南迴公路沿いにはパイワン族やルカイ族の集落がいくつも点在しています。

  • 金崙:達仁郷の主要集落で、パイワン族の伝統工芸が見られます
  • 土坂:有名な「土坂五年祭」の開催地で、深い部族文化が息づいています
  • 大武:台9線沿いの小さな町で、派出所、保健所、いくつかの小さな商店があります

天候と安全に関する注意

  • 台風の影響を受けやすい区間:南迴の山岳地帯は台風の前後に落石のリスクが高まります。省道地図アプリや公路総局のウェブサイトでリアルタイムの道路状況を確認してください
  • 濃霧に注意:壽卡付近は標高が高く、早朝と夕方にしばしば濃霧が発生します。前後のライトは必ず点灯してください
  • 夏季午後の雷雨:南迴の山岳地帯では夏の午後に雷雨が頻発します。
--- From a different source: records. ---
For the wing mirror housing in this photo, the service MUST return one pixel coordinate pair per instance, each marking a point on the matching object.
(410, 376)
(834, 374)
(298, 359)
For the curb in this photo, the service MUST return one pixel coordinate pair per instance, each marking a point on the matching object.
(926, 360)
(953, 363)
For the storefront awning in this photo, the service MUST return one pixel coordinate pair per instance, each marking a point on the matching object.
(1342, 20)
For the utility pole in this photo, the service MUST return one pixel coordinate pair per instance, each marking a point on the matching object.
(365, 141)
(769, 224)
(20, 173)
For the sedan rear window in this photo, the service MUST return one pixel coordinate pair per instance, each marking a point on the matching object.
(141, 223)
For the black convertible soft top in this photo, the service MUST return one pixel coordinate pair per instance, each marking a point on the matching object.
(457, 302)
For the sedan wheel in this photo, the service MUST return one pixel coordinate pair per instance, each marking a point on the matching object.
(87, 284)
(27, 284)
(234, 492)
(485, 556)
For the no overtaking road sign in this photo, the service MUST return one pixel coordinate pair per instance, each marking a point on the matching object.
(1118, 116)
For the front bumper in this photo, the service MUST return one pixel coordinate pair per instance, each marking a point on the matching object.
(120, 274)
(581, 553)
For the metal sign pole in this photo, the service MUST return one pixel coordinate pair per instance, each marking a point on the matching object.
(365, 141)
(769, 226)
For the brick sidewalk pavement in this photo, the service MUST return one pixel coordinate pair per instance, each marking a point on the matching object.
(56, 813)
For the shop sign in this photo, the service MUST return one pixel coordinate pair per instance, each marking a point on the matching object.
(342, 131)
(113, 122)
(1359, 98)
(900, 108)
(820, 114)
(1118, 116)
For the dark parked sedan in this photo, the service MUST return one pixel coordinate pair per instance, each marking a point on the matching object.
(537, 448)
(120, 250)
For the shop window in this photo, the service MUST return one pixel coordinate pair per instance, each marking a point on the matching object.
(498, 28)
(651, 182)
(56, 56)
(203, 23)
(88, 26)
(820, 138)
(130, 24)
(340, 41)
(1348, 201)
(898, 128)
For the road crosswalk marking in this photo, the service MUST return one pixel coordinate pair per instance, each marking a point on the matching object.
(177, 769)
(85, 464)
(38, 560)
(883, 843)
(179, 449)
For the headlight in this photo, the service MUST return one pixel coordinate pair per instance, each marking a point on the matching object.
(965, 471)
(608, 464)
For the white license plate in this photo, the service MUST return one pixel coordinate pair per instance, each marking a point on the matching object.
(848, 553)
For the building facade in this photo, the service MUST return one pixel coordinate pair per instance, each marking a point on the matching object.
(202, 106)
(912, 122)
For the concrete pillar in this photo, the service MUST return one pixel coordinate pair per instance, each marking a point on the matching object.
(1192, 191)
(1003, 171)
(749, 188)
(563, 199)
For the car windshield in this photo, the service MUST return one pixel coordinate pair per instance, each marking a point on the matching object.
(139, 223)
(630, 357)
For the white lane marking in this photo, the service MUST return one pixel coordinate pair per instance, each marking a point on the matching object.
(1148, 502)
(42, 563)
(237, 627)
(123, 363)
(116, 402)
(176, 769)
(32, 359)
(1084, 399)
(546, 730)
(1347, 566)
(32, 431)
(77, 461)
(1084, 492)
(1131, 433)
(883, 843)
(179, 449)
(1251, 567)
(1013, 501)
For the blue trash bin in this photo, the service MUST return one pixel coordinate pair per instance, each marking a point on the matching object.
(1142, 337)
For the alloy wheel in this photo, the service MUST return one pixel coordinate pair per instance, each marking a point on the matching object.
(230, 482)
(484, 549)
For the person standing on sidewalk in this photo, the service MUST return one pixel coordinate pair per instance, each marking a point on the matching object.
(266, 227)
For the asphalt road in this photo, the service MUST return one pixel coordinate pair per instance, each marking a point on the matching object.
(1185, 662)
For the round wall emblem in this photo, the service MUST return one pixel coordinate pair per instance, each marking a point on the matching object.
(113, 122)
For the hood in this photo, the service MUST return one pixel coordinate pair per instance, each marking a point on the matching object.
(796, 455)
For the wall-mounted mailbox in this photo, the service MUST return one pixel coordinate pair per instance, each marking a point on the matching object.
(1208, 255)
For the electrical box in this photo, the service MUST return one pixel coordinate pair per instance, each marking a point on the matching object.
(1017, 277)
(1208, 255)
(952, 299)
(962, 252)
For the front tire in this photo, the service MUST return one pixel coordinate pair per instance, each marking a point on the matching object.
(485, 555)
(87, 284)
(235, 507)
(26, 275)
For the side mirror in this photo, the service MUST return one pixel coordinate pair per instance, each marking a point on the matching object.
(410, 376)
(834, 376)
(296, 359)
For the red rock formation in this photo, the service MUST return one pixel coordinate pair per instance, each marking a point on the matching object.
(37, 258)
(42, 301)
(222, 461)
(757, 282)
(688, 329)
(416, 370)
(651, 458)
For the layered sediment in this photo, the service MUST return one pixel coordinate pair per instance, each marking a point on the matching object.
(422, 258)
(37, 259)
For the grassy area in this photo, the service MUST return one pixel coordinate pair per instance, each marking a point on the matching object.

正午12時までに壽卡を通過し、午後2時までに楓港に到着することを目標にしましょう

実用的なアドバイス

  • 区間を分けるという選択肢:体力に不安がある場合は、台東から大武まで区間列車を利用し、そこから走り出すことで北側の平坦区間を短縮し、壽卡に体力を集中させることができます
  • 軽装で臨む:南迴の登坂区間では1kg増えるごとに苦しさが増します。登坂前に金崙のコンビニで不要な荷物を発送してしまいましょう
  • 急がないこと:壽卡山頂からの眺望は南迴最大のご褒美です。腰を下ろして軽食を取り、ゆっくりと景色を楽しんでください
  • 機材の状態確認:下り前にブレーキパッドの厚みが十分かを確認しましょう。壽卡からの下りは長く急なため、ブレーキの不調は大きな問題になります

おわりに

南迴公路は蘇花公路ほどの知名度はありませんが、独自の静かな魅力を持っています。山林、霧、部族の集落、そして壽卡の頂上で両側の海を同時に望めるあの瞬間——この道が与えてくれるのは賑やかさではなく、深い充足感です。南迴を走り終えれば、台湾一周の中で最も過酷な山岳区間を乗り越えたことになります。この先に待っているのは、海と平原の歓迎です。